Miley (and/or Hannah) never managed that before, and—though her so-what “7 Things” later wound up reaching No. 9 on the Hot 100, beating this song’s No. 10—maybe never will again. But even if she does, this is the Miley you’ll remember: Eurodisco pulsation below, hard Duane Eddy surfabilly twang on top (a combo that equals “new wave” by definition), a recurring melody stolen outright from Corey Hart’s “Sunglasses At Night.” And Miley, in this sleazy drawl that’s like another distant ‘80s memory (Juice Newton? Deborah Allen? Tiffany?), starting in total control of her faculties then going nuts: “The last time I freaked out! I just kept lookin’ down!” She might as well jump. She st-st-stutters, gets self-reflexive (“My best friend Lesley says, ‘Oh she’s just being Miley’”), vows future vindication (“The next time we hang out/I will redeem myself/My heart can rest ‘til then”), packs more neurotic energy into three minutes than most acclaimed artists do into 60. Hope she didn’t scare him away.

“See You Again” [YouTube]
Miley Cyrus [official site]
80 ’08 (and Heartbreak)

  • Chris Molanphy

    Agreed on all of the above.

    The video you’ve chosen, unfortunately, contains some kind of Eurodisco-ish mix of the song that blunts the best hook in the whole thing: the return of the chorus sans drums followed by that awesome two-beat kick to return the rhythm. In the original single mix, that part is some kind of magical Bob Clearmountain-style radio genius.

  • Anonymous

    Hands down my favorite pop song of the year.

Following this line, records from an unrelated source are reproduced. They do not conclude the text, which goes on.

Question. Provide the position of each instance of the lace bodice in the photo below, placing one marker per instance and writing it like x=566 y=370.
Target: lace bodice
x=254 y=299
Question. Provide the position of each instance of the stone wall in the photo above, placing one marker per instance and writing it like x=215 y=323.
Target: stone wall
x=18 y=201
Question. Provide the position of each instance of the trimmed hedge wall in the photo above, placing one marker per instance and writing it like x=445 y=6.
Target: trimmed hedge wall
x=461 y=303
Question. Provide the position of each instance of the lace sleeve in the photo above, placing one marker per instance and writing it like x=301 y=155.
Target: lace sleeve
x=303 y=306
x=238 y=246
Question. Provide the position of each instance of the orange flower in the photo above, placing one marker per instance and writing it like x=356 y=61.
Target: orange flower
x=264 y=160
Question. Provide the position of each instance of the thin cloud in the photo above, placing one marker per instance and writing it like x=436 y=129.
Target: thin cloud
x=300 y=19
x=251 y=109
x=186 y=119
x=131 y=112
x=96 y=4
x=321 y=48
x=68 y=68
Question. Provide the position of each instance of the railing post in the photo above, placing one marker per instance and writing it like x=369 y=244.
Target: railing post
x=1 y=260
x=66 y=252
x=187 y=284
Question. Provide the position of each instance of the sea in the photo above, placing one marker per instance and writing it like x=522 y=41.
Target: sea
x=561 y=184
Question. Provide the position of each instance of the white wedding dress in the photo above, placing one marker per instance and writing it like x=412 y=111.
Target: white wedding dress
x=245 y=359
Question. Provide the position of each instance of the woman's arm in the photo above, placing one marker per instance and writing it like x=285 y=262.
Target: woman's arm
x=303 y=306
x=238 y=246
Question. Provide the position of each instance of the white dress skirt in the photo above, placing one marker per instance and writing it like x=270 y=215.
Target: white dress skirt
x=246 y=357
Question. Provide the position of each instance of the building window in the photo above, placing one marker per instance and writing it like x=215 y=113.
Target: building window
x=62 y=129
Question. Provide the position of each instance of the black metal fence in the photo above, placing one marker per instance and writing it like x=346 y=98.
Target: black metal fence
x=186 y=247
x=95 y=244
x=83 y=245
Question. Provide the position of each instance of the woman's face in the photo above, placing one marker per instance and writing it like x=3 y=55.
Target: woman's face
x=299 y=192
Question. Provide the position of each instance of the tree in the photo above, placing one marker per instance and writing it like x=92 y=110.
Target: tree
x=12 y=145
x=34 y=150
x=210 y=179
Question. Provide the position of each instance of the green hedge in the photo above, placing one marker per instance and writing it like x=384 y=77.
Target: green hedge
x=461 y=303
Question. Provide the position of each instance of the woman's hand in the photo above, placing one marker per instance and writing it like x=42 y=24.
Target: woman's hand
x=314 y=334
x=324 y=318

    Its the kind of song that you don’t mind when it gets stuck in your head for days

  • TheRunningboard7

    My wife and I often find ourselves just being Miley. I’m only 1/8th embarrassed to love this song.

  • Chris Molanphy

    @TheRunningboard7: But what did your Best Friend Lesley have to say about that?

  • bcapirigi

    There’s nothing more disturbing than when this song comes on in divy gay bars and a bunch of toothless methy old people all start singing along. Just so you know.

    And, oops, I thought her best friend laughed and said “Oh, she’s just being Miley.”

  • TheRunningboard7

    @Chris Molanphy: She took the time to justify my st-st-stuttering.

  • Anonymous

    Are you all being ironic again? This song isn’t even so-bad-it’s-good. It’s nothing but a commercial for Miley-fandom with no content to fall back on, like wearing a boring new shirt with a huge shirt company logo on it. The song is not the convincing slice of teen-angst it seems to want to be, so I don’t feel like I’m getting anything in return for giving in to it.

  • TheRunningboard7

    @casperfandango: are you familiar with the baseless yet healing power of substancelessly shaking one’s ass? It’s what makes the humpty dance ruin anyone’s day if they see my wife and I car-dancing on the way to work.

  • Richaod

    The Mae Shi’s cover justifies this song, in my opinion.

  • Anono-Critic

    when I heard the primary version that CM refers to on the radio, I almost done drove the car off the road…stunning…

  • Anonymous

    @TheRunningboard7: No, it’s not that, cuz I’m down with ass-shakin’ for ass-shakin’s sake.

  • lempha

    @Matt_T: It was one of my favorites as well. I don’t really have an explanation for that (“guilty pleasure!”, “I’m a sucker for anything Eurodisco!”). I just think it’s a really good song, which I even find weird for Miley.
    @Chris Molanphy: Yeah, this mix sucks.